When you first open up and account (took me a few days to get an invite), you will be asked for two different passwords, one is the email login password and the second one, not known to ProtonMail, is the password used to encrypt email messages in your browser before uploading them to the server. There is no password length check or anything forcing people to use a complicated passphrase to stop new users from being negligent and making up a short guessable pass.
I also noticed that there is no automatic logout, you can easily forget about logging out of your account in a public computer and the person behind you could get access to your account two hours later.
Encrypted Swiss email service ProtonMail
If you correspond with other ProtonMail users, encryption is end to end, messages never leave the ProtonMail server network, they will not travel the Internet where encrypted messages could be intercepted by the NSA international fibre optic cable wire-tapping operation to attempt postliminary cracking with their supercomputers.
To interact with an external email account, like Gmail, you have the option to send the message in clear text, with no protection at all, or send a password protected link where the receiver will have to click on to read the message directly from ProtonMail encrypted servers.
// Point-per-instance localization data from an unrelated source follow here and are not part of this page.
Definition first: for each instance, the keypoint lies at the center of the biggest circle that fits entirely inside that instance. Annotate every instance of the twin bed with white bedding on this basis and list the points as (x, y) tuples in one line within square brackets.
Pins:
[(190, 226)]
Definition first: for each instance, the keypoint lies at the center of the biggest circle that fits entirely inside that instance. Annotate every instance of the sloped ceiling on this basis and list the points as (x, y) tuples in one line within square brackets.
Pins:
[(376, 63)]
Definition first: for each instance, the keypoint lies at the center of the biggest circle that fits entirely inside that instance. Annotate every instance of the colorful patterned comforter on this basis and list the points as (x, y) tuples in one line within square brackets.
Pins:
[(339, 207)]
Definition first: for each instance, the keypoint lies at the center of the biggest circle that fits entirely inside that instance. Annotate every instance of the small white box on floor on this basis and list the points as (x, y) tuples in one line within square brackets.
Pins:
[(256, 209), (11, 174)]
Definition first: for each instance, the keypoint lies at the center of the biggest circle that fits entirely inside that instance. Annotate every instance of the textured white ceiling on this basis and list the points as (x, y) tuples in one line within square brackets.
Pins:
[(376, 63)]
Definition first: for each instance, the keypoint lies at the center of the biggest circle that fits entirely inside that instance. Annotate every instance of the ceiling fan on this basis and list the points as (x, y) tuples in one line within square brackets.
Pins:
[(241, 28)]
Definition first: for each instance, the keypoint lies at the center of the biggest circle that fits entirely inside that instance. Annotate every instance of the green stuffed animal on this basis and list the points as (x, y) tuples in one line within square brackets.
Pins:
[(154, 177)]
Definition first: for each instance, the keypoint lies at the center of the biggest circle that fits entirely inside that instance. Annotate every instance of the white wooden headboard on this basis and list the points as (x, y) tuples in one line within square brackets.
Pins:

The link can be set to expire after just a few hours or two weeks, the message will no longer exist once the expiration date is reached.
There are a few weaknesses to sending emails in this fashion, one is that you will need to transmit the password to the other part, this will slow you down and is open to interception. Another security weakness is that there isn’t any kind of brute force protection, after somebody has read the message it will not be automatically self-destroyed as it should be. I could not see any counter on the page letting you know if the message has been previously displayed before you read it.
The good part of sending email messages with password protected links is that the receiver only needs javascript enabled in their browser to be able to read them and that the messages can’t be scanned en route.
ProtonMail settings and compose screen are simple but enough to get the job done. I appreciated a button to permanently delete all account and messages, regrettably this did not work for me when I tried it, it would do nothing when I clicked.
ProtonMail security model is based around owning their own hardware, storing it offshore outside USA and European Union laws, and fully encrypting their disks with the decryption keys split in between various individuals, with server integrity checks to detect illicit changes in the software, like somebody installing a key logger, but those checks can not stop a hardware keylogger in the data center, although since data is encrypted by the user browser, the most an unauthorised third party could do is to monitor computer IP connection logs.
This is an easy to use email service, perhaps the only free email service that claims to keep no user logs. The company implements well known open source cryptolibraries and they allege to be audited by computer security staff at CERN (European Center for Nuclear Research). The only problem I have with ProtonMail is that there isn’t a built-in system to send messages with your own PGP keys, this is the main reason why I can’t use them as my primary email provider.
PGP is the default standard for email encryption and I can’t ask anybody to stop using PGP encryption keys and switch to a ProtonMail account for javascript OpenPGP encryption, ideally, my perfect encrypted email provider must be able to import a PGP key from one of my friends and use it to secure data.